In [None]:
# If you're using Google Colab, please run these commands first
# !wget https://github.com/dvgodoy/PyTorch101_AI_Plus/raw/main/quiz.zip -O quiz.zip
# !unzip -qo quiz.zip
# !wget https://raw.githubusercontent.com/dvgodoy/PyTorch101_AI_Plus/main/simple_linear_regression.py -O simple_linear_regression.py

In [None]:
from IPython.display import display, HTML
display(HTML("""<style>.container { width:90% !important; }.text_cell_render, .output_text {font-family: Lato;font-size: 18px;line-height: 1.5;}.CodeMirror {font-size: 16px;}</style>"""))
from quiz.jupyterquiz import display_quiz

# Module 4

In [None]:
import torch
import torch.nn as nn
import torch.optim as optim
import matplotlib.pyplot as plt
plt.style.use('fivethirtyeight')

In [None]:
%run -i simple_linear_regression.py

In [None]:
device = 'cuda' if torch.cuda.is_available() else 'cpu'

# Our data was in Numpy arrays, but we need to transform them into PyTorch's Tensors
x_train_tensor = torch.as_tensor(x_train).float().to(device)
y_train_tensor = torch.as_tensor(y_train).float().to(device)

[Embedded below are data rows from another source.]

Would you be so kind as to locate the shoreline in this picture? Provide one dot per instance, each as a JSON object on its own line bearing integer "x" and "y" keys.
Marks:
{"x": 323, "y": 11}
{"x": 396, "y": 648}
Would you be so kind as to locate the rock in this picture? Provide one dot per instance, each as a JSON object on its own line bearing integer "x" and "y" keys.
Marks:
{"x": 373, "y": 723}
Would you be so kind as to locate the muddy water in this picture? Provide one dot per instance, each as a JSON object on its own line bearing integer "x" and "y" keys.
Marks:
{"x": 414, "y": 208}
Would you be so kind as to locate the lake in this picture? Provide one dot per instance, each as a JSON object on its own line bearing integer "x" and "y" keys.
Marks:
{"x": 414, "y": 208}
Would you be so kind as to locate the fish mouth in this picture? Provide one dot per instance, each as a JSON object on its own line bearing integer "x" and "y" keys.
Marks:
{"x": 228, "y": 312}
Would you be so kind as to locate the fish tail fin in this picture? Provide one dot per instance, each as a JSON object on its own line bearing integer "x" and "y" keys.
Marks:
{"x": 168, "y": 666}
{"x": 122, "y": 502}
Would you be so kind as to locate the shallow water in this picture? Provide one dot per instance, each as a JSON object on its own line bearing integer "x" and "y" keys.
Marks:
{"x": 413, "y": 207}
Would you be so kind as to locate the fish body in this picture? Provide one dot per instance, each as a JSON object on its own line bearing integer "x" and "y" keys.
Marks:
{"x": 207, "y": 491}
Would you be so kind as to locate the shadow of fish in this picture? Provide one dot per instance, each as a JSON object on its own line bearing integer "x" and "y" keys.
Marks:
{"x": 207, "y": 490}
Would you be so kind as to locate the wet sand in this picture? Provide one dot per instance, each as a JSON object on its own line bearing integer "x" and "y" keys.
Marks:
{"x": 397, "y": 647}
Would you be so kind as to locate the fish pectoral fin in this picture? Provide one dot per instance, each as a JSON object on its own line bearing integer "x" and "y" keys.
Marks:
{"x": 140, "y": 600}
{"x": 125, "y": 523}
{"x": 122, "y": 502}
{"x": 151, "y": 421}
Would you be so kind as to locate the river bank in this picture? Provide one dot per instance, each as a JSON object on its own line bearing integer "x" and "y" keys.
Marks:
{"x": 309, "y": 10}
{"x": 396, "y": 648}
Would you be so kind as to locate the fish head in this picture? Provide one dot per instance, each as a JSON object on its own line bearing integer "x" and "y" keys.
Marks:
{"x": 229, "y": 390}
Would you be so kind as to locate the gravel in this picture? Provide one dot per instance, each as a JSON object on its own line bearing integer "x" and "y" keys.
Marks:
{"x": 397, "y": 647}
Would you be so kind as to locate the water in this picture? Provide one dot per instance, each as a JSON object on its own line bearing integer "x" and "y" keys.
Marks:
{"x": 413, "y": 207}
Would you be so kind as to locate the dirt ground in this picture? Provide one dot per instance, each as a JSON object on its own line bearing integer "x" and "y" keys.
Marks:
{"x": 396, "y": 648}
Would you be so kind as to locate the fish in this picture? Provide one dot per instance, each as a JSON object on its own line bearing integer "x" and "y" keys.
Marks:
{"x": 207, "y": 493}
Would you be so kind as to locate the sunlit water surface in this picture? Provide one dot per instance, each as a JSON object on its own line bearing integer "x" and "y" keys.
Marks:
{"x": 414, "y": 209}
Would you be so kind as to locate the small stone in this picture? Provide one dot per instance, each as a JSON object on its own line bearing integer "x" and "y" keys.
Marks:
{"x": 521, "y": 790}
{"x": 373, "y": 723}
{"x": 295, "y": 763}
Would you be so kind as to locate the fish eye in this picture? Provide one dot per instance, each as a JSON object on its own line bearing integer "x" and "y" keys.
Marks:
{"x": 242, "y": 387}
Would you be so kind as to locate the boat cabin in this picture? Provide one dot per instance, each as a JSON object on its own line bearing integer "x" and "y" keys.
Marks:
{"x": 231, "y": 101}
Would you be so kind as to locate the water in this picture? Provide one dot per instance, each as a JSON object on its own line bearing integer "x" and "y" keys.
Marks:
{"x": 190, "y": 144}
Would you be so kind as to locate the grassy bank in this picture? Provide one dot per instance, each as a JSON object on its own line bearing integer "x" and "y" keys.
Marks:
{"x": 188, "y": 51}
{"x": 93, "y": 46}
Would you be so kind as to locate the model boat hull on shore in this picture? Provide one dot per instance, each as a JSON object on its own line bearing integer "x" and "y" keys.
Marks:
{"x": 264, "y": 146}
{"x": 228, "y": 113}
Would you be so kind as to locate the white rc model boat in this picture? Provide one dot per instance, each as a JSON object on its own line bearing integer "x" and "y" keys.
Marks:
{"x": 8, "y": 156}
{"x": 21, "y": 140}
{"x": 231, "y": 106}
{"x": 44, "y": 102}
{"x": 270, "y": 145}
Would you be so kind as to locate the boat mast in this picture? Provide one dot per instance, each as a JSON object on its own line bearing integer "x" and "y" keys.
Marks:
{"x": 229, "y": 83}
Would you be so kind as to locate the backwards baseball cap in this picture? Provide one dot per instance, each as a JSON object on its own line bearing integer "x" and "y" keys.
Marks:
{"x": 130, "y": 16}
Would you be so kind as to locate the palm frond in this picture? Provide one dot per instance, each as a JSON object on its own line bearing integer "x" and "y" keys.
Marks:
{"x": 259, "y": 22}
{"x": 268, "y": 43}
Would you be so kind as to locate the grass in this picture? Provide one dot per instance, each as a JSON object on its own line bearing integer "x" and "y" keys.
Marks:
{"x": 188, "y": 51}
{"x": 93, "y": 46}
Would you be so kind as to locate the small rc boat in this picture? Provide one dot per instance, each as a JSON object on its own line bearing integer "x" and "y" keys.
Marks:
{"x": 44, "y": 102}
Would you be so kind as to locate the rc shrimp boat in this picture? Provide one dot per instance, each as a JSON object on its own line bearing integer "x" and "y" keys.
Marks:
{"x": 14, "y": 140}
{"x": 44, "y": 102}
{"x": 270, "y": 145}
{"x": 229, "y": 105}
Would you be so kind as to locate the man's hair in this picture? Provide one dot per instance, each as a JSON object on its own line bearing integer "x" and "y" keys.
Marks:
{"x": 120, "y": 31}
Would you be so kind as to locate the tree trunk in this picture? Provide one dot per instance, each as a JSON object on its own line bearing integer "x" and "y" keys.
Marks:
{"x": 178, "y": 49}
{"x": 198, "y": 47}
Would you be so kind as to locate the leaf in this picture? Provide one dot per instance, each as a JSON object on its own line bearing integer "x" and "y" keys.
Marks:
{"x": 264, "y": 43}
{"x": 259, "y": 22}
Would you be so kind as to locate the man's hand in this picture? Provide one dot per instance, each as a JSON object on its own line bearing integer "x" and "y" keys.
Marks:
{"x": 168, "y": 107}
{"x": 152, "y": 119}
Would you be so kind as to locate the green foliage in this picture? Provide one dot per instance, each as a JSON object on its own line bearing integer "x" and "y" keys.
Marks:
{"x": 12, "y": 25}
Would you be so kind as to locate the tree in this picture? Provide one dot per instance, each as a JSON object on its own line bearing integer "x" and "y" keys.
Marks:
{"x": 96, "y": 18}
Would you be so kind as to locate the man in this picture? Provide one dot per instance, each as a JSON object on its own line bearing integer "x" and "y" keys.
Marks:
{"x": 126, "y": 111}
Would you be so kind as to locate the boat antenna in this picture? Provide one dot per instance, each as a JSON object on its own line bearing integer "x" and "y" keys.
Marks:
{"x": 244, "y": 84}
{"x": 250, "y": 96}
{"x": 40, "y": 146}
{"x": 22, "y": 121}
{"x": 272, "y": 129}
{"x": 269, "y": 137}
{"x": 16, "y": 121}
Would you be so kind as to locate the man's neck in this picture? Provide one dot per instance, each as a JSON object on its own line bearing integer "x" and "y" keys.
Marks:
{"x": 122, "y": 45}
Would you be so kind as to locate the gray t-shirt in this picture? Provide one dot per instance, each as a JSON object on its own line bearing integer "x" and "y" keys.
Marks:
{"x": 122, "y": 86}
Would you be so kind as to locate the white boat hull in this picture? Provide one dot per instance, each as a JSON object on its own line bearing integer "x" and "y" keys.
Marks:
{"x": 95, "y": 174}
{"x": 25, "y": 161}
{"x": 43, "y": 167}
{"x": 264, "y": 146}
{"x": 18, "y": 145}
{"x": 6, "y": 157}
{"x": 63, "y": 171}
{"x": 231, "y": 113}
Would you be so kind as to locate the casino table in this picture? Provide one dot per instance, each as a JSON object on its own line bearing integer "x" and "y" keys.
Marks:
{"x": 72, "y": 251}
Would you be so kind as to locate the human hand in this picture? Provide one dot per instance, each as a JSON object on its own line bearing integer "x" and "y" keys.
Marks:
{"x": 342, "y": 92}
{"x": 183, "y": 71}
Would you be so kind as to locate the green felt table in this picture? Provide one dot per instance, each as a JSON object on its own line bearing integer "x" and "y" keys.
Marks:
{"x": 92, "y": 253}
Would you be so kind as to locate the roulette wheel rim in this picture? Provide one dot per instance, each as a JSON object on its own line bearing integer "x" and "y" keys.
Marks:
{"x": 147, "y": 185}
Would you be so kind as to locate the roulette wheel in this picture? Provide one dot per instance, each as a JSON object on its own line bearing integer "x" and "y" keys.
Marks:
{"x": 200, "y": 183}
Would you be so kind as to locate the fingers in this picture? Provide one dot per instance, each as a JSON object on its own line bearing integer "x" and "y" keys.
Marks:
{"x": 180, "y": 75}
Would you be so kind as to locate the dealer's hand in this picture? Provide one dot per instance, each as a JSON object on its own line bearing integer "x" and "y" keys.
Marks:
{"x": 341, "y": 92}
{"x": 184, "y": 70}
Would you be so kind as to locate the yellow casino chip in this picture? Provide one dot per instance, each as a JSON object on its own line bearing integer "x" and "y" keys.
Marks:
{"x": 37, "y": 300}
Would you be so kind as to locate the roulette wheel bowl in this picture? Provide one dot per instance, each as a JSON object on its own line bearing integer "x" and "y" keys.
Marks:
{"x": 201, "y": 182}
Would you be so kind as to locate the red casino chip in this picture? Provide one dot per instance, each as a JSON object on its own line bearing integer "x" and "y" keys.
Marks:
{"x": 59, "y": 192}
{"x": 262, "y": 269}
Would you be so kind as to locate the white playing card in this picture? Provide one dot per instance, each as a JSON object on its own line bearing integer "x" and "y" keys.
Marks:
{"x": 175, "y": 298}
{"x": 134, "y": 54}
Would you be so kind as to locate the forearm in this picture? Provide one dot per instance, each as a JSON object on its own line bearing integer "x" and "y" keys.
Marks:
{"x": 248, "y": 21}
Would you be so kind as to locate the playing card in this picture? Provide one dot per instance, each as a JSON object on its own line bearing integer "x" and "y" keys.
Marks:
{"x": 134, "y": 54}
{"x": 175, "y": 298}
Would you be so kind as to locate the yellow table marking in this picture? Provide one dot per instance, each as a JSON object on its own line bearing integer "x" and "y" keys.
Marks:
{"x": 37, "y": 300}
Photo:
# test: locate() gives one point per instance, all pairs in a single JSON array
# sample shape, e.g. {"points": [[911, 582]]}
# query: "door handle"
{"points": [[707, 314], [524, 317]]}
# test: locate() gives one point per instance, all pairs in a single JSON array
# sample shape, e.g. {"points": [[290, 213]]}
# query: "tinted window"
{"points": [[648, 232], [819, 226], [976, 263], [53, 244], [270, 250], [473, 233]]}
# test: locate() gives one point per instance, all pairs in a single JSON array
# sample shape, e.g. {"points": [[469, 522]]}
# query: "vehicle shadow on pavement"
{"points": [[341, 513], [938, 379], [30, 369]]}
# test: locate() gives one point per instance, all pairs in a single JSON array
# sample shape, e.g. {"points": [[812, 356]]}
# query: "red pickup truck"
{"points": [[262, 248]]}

## Model: making predictions

In PyTorch, a **model** is represented by a regular **Python class** that inherits from the [**Module**](https://pytorch.org/docs/stable/generated/torch.nn.Module.html#torch.nn.Module) class.

The most fundamental methods it needs to implement are:

* **`__init__(self)`**: **it defines the parts that make up the model** —in our case, two parameters, **b** and **w**.

* **`forward(self, x)`**: it performs the **actual computation**, that is, it **outputs a prediction**, given the input **x**.

Let’s build a proper (yet simple) model for our regression task. It should look like this:

In [None]:
class ManualLinearRegression(nn.Module):
    def __init__(self):
        super().__init__()
        b = torch.randn(1, requires_grad=True, dtype=torch.float)
        w = torch.randn(1, requires_grad=True, dtype=torch.float)

        # To make "b" and "w" real parameters of the model, we need to wrap them with nn.Parameter
        self.b = nn.Parameter(b)
        self.w = nn.Parameter(w)
        
    def forward(self, x):
        # Computes the outputs / predictions
        return self.b + self.w * x

### Parameter


In the **\__init__** method, we define our **two parameters**, **b** and **w**, using the [**Parameter()**](https://bit.ly/309iFQ6) class, to tell PyTorch these **tensors should be considered parameters of the model they are an attribute of**.

Why should we care about that? By doing so, we can use our model’s [**parameters()**](https://bit.ly/3jT0Hte[) method to retrieve **an iterator over all model’s parameters**, even those parameters of **nested models**, that we can use to feed our optimizer (instead of building a list of parameters ourselves!).

In [None]:
dummy = ManualLinearRegression()

list(dummy.parameters())

Moreover, we can get the **current values for all parameters** using our model’s [**state_dict()**](https://bit.ly/3f8mnOs) method.

In [None]:
dummy.state_dict()

### state_dict

The **state_dict()** of a given model is simply a Python dictionary that **maps each layer / parameter to its corresponding tensor**. But only **learnable** parameters are included, as its purpose is to keep track of parameters that are going to be updated by the **optimizer**.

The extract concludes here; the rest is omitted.